Destruido el ataque principal, Condé resolvió, con el ingeniero La Vallière, desviar las trincheras hacia el tramo de la muralla antigua que descendía colina abajo, lugar donde se encontraban los neveros de Lérida. Desde lo alto, la artillería y la mosquetería españolas descargaban día y noche sin cesar sobre los franceses, que veían además como les llovían encima piedras, granadas y guirnaldas de fuego. Los ingenieros iban bien protegidos, pero Britto había ordenado a sus mejores tiradores estar ojo avizor para tratar de matarlos. Pese a las bajas, las obras galas avanzaban. Además de la mina de la galería quemada, los zapadores de Condé comenzaron a excavar otras dos; una el pie del baluarte de Santo Domingo y otra bajo la cortina de la muralla. Mientras, los zapadores españoles cavaban seis pozos para interceptar las obras francesas y abortarlas.

La noche del 9, Britto hizo lanzar sobre las trincheras de ataque una cureña llena de pólvora, granadas y cuatro bombas incendiarias. La explosión provocó tales destrozos que el mariscal de Gramont, que entonces estaba al mando de los ataques, pidió una suspensión de armas para retirar los muertos que alfombraban el espacio entre las murallas y las trincheras, cuyo mal olor mareaba a los hombres de las avanzadas. Britto se negó; adujo a que los cadáveres putrefactos formaban parte de las defensas de la plaza y que, tan buen punto los galos abandonasen el sitio, los haría enterrar como buenos cristianos. A ello añadió que si los franceses querían polvos aromáticos, se los haría llegar encantado. Indignado, Gramont rompió las conversaciones. Para entonces, Condé estaba convencido ya de que el gobernador de Lérida no era un soldado cualquiera.

Notas:

(1) Bussy-Rabutin, Roger de: Mémoires. París: Chez Rigaud, 1704, p. 217.

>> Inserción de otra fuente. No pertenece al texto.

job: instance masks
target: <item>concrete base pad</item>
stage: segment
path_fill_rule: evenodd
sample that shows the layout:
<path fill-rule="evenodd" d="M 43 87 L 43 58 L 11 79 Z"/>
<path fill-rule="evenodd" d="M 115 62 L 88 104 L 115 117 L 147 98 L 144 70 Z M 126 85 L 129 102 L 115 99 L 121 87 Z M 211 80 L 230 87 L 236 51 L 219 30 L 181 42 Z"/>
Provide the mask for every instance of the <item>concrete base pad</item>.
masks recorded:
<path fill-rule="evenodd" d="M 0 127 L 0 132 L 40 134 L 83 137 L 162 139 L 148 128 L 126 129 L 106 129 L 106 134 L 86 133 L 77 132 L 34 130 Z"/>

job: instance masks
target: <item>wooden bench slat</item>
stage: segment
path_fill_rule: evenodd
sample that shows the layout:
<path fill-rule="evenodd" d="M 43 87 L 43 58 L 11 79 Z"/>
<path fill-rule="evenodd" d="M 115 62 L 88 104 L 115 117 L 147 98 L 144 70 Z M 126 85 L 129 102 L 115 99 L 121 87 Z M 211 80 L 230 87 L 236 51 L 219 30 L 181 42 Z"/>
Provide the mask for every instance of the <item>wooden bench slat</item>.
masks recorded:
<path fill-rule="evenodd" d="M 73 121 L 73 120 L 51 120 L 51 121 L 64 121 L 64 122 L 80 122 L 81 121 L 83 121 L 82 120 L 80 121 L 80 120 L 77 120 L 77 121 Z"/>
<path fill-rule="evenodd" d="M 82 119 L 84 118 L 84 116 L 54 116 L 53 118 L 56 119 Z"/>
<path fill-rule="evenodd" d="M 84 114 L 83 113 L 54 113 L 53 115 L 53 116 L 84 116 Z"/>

(2) Oficiales sin mando que servían como simples soldados.

(3) Bussy-Rabutin, Roger de: Mémoires. París: Chez Rigaud, 1704, p. 218.

(4) Los caballos de frisia eran maderos atravesados por largas púas de hierro o estacas aguzadas, que se usaba como defensa contra la caballería y para cerrar pasos importantes.

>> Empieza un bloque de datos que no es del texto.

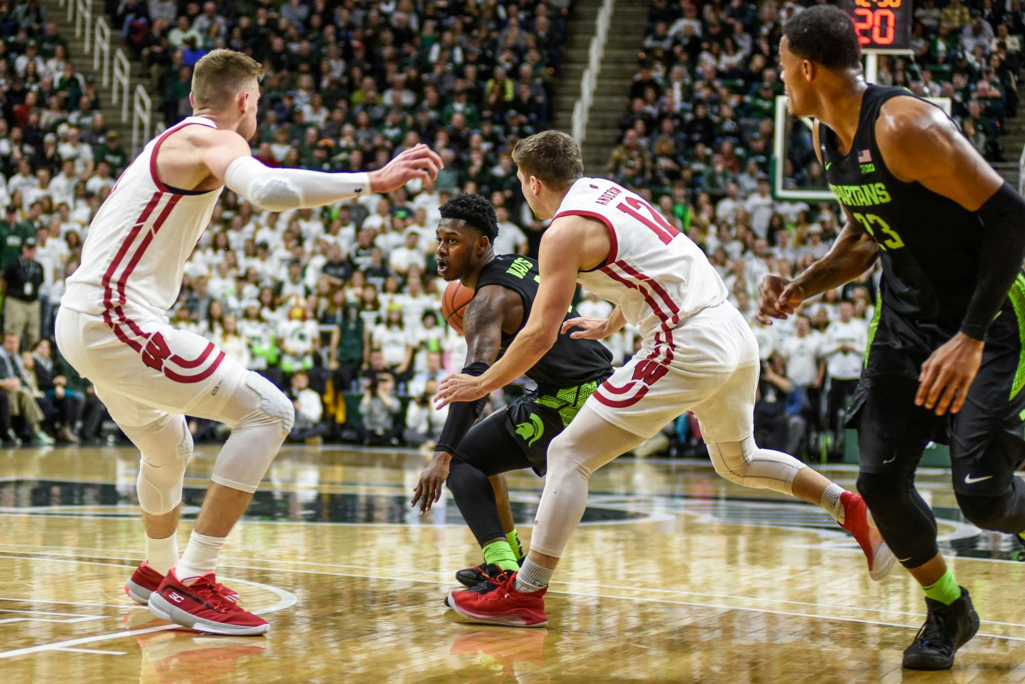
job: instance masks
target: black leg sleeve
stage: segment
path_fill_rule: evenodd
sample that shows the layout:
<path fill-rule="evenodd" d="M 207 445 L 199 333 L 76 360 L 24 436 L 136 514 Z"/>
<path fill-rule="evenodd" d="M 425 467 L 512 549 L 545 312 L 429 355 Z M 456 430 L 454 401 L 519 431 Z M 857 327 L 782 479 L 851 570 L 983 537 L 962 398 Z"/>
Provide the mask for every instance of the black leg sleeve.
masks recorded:
<path fill-rule="evenodd" d="M 482 547 L 505 537 L 488 476 L 530 468 L 530 461 L 505 429 L 505 412 L 500 411 L 470 428 L 449 465 L 449 490 Z"/>
<path fill-rule="evenodd" d="M 879 533 L 904 567 L 918 567 L 933 558 L 936 517 L 914 488 L 914 470 L 858 475 L 858 491 L 872 512 Z"/>

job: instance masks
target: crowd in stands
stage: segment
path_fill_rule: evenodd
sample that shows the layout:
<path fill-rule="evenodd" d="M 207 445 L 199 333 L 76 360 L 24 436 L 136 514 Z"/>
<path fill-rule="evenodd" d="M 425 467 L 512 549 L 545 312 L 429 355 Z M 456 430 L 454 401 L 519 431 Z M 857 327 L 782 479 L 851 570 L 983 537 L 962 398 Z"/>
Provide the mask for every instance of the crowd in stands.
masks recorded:
<path fill-rule="evenodd" d="M 167 125 L 191 114 L 192 65 L 227 46 L 264 66 L 252 140 L 264 164 L 372 170 L 420 141 L 442 155 L 434 186 L 413 182 L 323 210 L 262 212 L 225 190 L 168 312 L 292 397 L 291 440 L 429 448 L 445 420 L 430 396 L 465 356 L 440 314 L 438 208 L 458 193 L 485 195 L 499 220 L 496 251 L 536 256 L 544 224 L 523 202 L 509 152 L 551 118 L 568 3 L 110 0 L 107 9 Z M 769 183 L 780 27 L 798 11 L 792 0 L 652 0 L 622 138 L 607 169 L 587 171 L 637 189 L 705 249 L 761 344 L 760 440 L 811 453 L 843 434 L 878 274 L 827 293 L 785 324 L 753 322 L 760 280 L 799 272 L 840 224 L 835 205 L 781 202 Z M 921 0 L 914 15 L 915 56 L 883 59 L 879 81 L 949 96 L 966 135 L 999 158 L 1003 123 L 1017 108 L 1025 12 L 1017 1 L 1004 10 L 989 0 Z M 91 385 L 49 340 L 64 279 L 130 155 L 36 0 L 0 6 L 0 38 L 8 333 L 0 439 L 117 438 Z M 788 187 L 824 183 L 799 134 L 783 165 Z M 578 309 L 604 316 L 611 307 L 581 293 Z M 627 328 L 606 343 L 618 365 L 637 349 L 638 333 Z M 496 392 L 490 410 L 525 389 Z M 198 419 L 190 426 L 197 439 L 225 430 Z M 698 435 L 686 416 L 666 430 L 674 454 L 698 448 Z"/>

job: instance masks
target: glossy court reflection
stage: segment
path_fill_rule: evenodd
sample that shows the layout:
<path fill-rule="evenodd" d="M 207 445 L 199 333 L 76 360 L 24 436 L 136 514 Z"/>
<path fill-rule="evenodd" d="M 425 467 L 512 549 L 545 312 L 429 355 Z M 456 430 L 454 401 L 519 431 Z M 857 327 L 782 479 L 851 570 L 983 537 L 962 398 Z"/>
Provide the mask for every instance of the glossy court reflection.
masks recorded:
<path fill-rule="evenodd" d="M 190 468 L 191 528 L 212 465 Z M 447 498 L 406 506 L 413 454 L 286 450 L 233 532 L 219 579 L 270 635 L 170 629 L 122 591 L 140 559 L 130 450 L 0 453 L 0 672 L 9 681 L 1025 681 L 1025 564 L 959 518 L 940 471 L 919 476 L 981 635 L 953 673 L 902 673 L 919 591 L 868 580 L 819 509 L 744 498 L 700 464 L 620 461 L 591 498 L 543 630 L 465 625 L 442 600 L 476 562 Z M 851 471 L 830 471 L 850 486 Z M 521 533 L 539 497 L 510 478 Z M 184 537 L 182 537 L 182 540 Z"/>

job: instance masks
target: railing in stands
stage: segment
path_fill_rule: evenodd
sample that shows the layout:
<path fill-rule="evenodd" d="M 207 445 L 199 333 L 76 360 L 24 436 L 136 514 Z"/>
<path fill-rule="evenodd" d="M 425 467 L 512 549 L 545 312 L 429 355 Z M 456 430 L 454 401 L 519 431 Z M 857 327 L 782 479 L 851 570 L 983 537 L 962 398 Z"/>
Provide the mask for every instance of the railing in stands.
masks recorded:
<path fill-rule="evenodd" d="M 1018 191 L 1025 195 L 1025 146 L 1022 146 L 1021 157 L 1018 158 Z"/>
<path fill-rule="evenodd" d="M 131 154 L 137 155 L 142 144 L 150 139 L 150 125 L 153 121 L 151 117 L 153 100 L 150 99 L 150 93 L 140 85 L 135 86 L 131 109 Z"/>
<path fill-rule="evenodd" d="M 82 28 L 85 28 L 85 53 L 89 53 L 92 41 L 92 0 L 75 0 L 75 35 L 82 35 Z"/>
<path fill-rule="evenodd" d="M 121 103 L 121 120 L 128 119 L 128 75 L 131 73 L 131 65 L 124 50 L 118 48 L 114 53 L 114 92 L 111 102 Z"/>
<path fill-rule="evenodd" d="M 106 88 L 111 80 L 111 27 L 102 16 L 96 19 L 96 40 L 93 47 L 96 49 L 92 51 L 92 70 L 102 74 L 101 83 Z M 104 65 L 102 71 L 99 69 L 100 60 Z"/>
<path fill-rule="evenodd" d="M 92 68 L 101 75 L 102 87 L 111 85 L 111 102 L 121 105 L 121 121 L 128 121 L 128 105 L 131 104 L 131 151 L 138 153 L 140 140 L 150 139 L 153 128 L 153 100 L 150 93 L 140 85 L 135 86 L 129 102 L 131 87 L 131 62 L 124 50 L 114 51 L 114 74 L 111 74 L 111 25 L 104 16 L 92 22 L 93 0 L 58 0 L 59 6 L 68 5 L 68 20 L 75 22 L 75 35 L 84 32 L 83 49 L 86 54 L 92 52 Z M 141 136 L 141 137 L 139 137 Z"/>
<path fill-rule="evenodd" d="M 590 39 L 590 48 L 587 50 L 587 68 L 580 77 L 580 99 L 573 105 L 572 134 L 578 145 L 583 144 L 587 135 L 587 119 L 594 98 L 594 88 L 598 86 L 598 75 L 602 71 L 602 56 L 605 54 L 605 41 L 609 37 L 609 22 L 615 4 L 616 0 L 604 0 L 594 22 L 594 36 Z"/>

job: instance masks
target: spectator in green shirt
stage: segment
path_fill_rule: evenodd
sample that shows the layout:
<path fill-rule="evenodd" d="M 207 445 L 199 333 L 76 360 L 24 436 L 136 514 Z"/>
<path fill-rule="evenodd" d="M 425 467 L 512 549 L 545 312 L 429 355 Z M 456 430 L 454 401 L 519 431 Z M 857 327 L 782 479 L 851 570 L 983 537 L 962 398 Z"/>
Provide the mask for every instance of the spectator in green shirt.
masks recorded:
<path fill-rule="evenodd" d="M 33 203 L 36 204 L 36 203 Z M 22 243 L 34 238 L 36 229 L 32 221 L 17 220 L 17 207 L 7 207 L 3 222 L 0 222 L 0 271 L 11 261 L 22 256 Z"/>

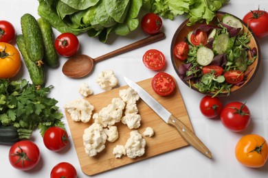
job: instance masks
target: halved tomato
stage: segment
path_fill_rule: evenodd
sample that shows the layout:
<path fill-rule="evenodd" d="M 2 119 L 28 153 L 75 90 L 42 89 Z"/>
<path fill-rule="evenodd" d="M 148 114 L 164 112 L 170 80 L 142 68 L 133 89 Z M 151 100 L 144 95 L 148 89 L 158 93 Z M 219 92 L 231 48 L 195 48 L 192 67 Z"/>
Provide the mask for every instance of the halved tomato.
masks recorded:
<path fill-rule="evenodd" d="M 197 30 L 195 33 L 192 33 L 190 37 L 191 43 L 195 46 L 202 44 L 203 46 L 208 43 L 207 33 L 201 30 Z"/>
<path fill-rule="evenodd" d="M 184 41 L 176 44 L 173 49 L 175 55 L 180 60 L 185 60 L 188 57 L 189 45 Z"/>
<path fill-rule="evenodd" d="M 175 88 L 173 77 L 166 73 L 159 73 L 152 79 L 153 90 L 160 96 L 166 96 L 172 93 Z"/>
<path fill-rule="evenodd" d="M 241 71 L 230 70 L 224 73 L 224 77 L 225 77 L 227 83 L 236 84 L 241 82 L 244 79 L 245 75 Z"/>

(5) El baluarte de Cantelmo se llamaba así porque había sido construido por órdenes del napolitano Andrea Cantelmo, uno de los grandes generales de Felipe IV y virrey de Cataluña entre 1644 y 1645.

(6) La estrada encubierta, o camino encubierto, es el espacio ancho que en las plazas de traza italiana se construía delante del foso. Contaba con la protección de un parapeto para los tiradores y del glacís, un ancho terraplén destinado a suavizar el impacto de la artillería. En Lérida, plaza que carecía de foso, el terraplén estaba al pie de la muralla de la ciudadela.

(7) No se trata de adorno navideño alguno, sino de roscas cubiertas de brea que se prendían en llamas y se arrojaban contra las obras de asedio enemigas.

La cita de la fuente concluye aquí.